Both sides had been worried about meeting. At first, Pia said, "I really wondered what I was doing there." She was afraid she would be forced to defend her family's belief that Hill was wrongfully executed.
"Oh, how wrong I was," she said.
The Tribune's first story about the impact of the murders on the Morrison family was published a week before the families met. Leslie Clements, Marilyn's daughter, said, "The thing that was most surprising to me when this whole thing started was that there was going to be a voice for our family."
It's been important to share their history not only with the public, but with each other, she added.
"I think some of the progression was really getting back into the genealogy of our family," Leslie said. "It's a sad story, on both sides, but for me it's nice to see my family members just take a deep breath and say this is some kind of peace that we can find so we don't have as much anger and anxiety about this anymore."
Jay said, "We've been working it like we're trying to forget it. And now we can keep it as a memory because it doesn't have to be painful."
John Arling, who is Jay's father, said he had always wished people would just forget about Joe Hill, so the reminders of his family's trauma would stop. The meeting, he said, gave him the same realization; he can remember his family's history but let go of their pain.
Two families meet
'Put the old stuff behind'
Rolf said that before the meeting, he hadn't understood the burden the Morrisons have carried through the years. He had only ever considered the events from his family's point of view.
"During our get-together I felt real warmth and love and some kind of longing to put the old stuff behind," he said recently in an email.

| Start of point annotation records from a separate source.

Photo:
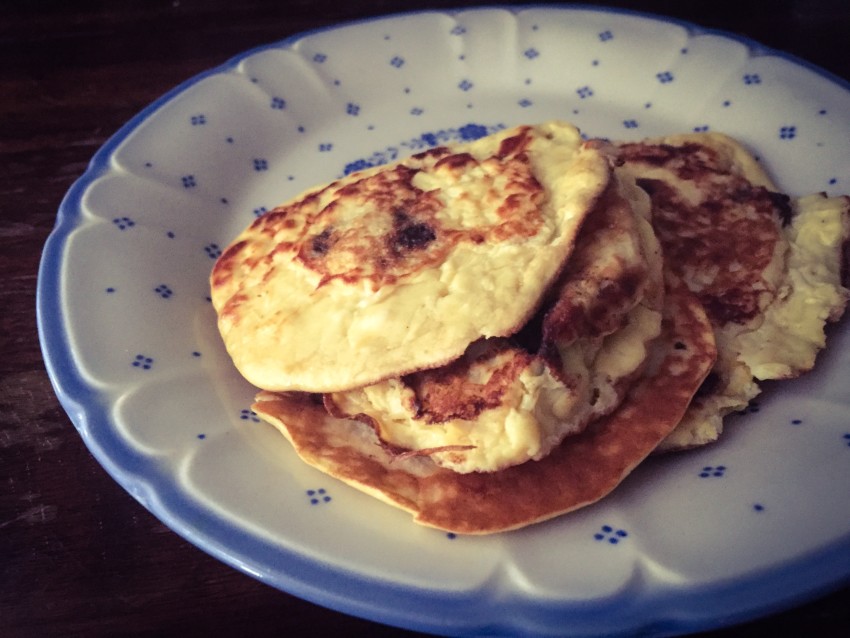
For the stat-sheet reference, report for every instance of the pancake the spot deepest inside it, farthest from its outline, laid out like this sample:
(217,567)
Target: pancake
(578,472)
(766,268)
(401,267)
(506,402)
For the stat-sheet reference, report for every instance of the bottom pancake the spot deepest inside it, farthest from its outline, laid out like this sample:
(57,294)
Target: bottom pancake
(583,469)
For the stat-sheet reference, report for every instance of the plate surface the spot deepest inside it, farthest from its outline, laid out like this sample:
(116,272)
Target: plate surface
(692,541)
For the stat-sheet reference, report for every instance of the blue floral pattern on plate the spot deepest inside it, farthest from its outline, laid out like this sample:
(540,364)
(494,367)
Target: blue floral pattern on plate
(131,344)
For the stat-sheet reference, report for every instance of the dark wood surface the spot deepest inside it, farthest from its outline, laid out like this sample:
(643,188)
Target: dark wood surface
(79,556)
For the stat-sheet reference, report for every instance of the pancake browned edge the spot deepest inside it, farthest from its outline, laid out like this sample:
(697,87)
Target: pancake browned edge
(767,268)
(582,470)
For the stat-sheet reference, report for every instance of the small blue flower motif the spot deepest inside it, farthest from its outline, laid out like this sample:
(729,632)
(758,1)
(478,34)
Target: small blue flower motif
(249,415)
(123,223)
(357,165)
(471,132)
(608,533)
(164,291)
(712,471)
(318,496)
(142,362)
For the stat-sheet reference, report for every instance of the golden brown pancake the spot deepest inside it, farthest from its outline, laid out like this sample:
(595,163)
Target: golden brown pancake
(505,403)
(580,471)
(766,268)
(401,267)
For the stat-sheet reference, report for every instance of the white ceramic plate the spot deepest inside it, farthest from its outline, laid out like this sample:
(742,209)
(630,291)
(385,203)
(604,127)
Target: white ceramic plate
(693,541)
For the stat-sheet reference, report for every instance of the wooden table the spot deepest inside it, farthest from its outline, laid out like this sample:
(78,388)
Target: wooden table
(79,556)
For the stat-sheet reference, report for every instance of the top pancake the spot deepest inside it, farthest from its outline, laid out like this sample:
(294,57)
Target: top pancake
(401,267)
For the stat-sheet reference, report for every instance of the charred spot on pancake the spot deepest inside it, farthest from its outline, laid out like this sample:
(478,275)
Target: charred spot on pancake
(457,161)
(409,234)
(782,204)
(321,243)
(448,392)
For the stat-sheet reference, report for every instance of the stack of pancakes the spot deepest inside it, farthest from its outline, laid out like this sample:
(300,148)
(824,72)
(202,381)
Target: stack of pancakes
(496,333)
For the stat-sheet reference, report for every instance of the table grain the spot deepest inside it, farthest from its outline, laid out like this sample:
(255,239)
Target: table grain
(78,555)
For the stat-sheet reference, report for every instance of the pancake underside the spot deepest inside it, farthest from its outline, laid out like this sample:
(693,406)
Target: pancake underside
(580,471)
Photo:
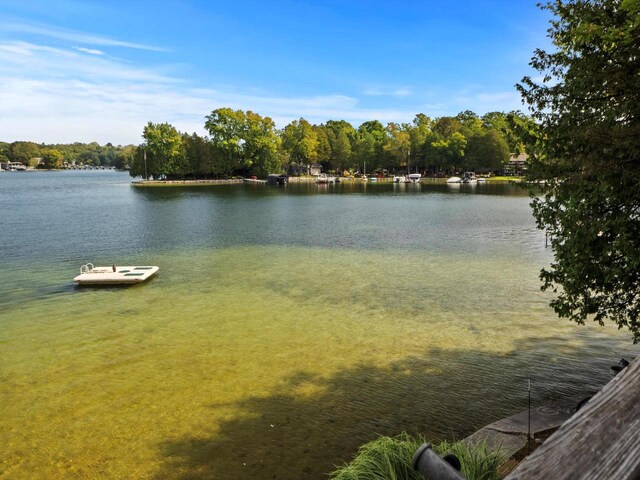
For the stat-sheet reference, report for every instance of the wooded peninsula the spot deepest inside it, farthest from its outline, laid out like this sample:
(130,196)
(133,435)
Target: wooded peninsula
(244,143)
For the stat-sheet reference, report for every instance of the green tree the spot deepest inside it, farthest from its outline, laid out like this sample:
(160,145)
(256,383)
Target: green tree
(486,149)
(226,128)
(324,147)
(261,145)
(398,145)
(162,152)
(368,145)
(23,152)
(300,141)
(52,158)
(586,158)
(341,135)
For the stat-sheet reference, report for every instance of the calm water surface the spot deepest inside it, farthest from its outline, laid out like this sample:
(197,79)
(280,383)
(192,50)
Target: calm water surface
(287,325)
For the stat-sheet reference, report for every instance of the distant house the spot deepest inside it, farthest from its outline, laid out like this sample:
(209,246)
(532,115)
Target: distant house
(315,169)
(516,165)
(296,169)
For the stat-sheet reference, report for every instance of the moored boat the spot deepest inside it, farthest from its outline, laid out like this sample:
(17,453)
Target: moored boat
(90,275)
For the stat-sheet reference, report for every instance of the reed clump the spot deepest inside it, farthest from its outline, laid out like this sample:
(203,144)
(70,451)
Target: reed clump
(389,458)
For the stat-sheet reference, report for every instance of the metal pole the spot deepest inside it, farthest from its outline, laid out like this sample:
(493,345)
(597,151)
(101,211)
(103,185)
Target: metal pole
(529,426)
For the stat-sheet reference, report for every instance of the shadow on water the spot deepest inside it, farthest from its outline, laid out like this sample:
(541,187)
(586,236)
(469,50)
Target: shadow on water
(309,424)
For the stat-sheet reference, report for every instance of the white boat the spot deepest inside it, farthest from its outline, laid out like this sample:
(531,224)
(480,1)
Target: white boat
(15,167)
(90,275)
(469,177)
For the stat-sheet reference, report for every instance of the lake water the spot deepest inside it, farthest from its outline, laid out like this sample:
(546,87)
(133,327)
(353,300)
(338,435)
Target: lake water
(287,325)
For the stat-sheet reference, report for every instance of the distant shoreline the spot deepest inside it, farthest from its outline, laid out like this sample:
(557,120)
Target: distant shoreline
(237,181)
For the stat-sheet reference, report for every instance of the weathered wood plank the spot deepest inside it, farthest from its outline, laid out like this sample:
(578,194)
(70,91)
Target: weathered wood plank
(601,441)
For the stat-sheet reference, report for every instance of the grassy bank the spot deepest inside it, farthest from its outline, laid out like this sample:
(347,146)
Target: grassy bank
(390,458)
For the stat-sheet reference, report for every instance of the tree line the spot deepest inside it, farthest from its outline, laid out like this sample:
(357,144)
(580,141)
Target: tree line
(243,143)
(55,155)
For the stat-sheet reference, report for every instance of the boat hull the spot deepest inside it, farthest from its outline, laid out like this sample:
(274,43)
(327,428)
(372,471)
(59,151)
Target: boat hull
(126,275)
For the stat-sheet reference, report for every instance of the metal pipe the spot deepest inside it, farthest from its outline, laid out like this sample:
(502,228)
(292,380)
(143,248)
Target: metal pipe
(432,466)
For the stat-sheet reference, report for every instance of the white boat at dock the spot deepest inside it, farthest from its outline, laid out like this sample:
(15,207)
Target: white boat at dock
(470,177)
(324,179)
(90,275)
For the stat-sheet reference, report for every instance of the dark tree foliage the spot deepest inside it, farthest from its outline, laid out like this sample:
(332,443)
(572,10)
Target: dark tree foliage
(586,159)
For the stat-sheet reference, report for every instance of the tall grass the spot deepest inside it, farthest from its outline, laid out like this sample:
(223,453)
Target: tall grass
(389,458)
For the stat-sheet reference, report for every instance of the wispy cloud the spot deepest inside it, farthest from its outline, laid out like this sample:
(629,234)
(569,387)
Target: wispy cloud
(74,36)
(377,91)
(66,94)
(90,51)
(63,95)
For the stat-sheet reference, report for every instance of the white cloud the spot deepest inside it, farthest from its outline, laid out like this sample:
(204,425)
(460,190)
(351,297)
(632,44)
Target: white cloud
(377,91)
(54,95)
(90,51)
(74,36)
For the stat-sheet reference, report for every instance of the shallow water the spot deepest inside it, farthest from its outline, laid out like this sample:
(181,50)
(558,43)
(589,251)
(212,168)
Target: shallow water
(287,326)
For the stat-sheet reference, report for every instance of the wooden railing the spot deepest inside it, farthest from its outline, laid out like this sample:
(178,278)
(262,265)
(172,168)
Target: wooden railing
(601,441)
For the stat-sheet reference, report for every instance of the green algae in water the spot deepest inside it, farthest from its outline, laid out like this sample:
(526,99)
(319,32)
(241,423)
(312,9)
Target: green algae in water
(250,362)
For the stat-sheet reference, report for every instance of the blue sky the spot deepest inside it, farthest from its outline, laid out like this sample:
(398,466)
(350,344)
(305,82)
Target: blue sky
(83,70)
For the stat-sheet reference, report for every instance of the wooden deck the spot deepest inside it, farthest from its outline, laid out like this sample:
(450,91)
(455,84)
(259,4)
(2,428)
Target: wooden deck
(601,441)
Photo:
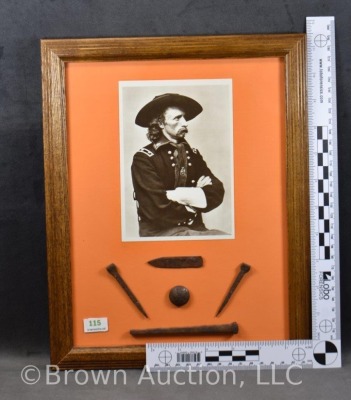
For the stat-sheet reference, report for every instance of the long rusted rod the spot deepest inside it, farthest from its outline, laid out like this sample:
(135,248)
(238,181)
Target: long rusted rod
(225,329)
(112,269)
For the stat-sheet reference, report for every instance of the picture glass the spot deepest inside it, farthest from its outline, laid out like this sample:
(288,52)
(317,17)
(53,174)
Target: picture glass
(240,133)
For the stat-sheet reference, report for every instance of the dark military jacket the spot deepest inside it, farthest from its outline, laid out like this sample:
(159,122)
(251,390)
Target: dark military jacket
(154,172)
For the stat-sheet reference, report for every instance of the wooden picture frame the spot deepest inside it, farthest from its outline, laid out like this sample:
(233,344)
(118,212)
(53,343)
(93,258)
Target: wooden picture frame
(55,56)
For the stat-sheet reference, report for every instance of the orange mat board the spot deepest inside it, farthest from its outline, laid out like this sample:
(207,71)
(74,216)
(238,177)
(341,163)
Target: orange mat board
(260,305)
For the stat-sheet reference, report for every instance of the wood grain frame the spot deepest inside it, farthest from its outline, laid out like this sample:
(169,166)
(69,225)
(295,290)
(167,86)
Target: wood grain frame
(55,55)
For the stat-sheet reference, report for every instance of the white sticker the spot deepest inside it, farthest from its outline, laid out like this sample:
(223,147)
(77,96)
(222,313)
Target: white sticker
(92,325)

At the September concert, Rolf was scheduled to speak for 5 minutes about Hill. But when one performer didn't show, Rolf was given an extra 10 minutes. He used the time to speak about the Morrisons.
During our get-together I felt real warmth and love and some kind of longing to put the old stuff behind.
He said that to his family, Hill had disappeared when he left home and immigrated to America.
"He was lost in this continent," he said. But when John and Arling Morrison were shot, the Morrison family lost a father, a provider, a brother and a son.
"That's a bigger loss than the loss we had, so my heart goes out to the Morrison family," Rolf said.
After he left the stage and walked back to where the two families were sitting together in the grass, Leslie and Marilyn embraced him with tears in their eyes. The families have continued their conversations by email.
"Since Joe didn't leave any family of his own in the U.S.," Rolf wrote recently, "maybe I could adopt the Morrisons as the U.S. branch of the Hägglunds."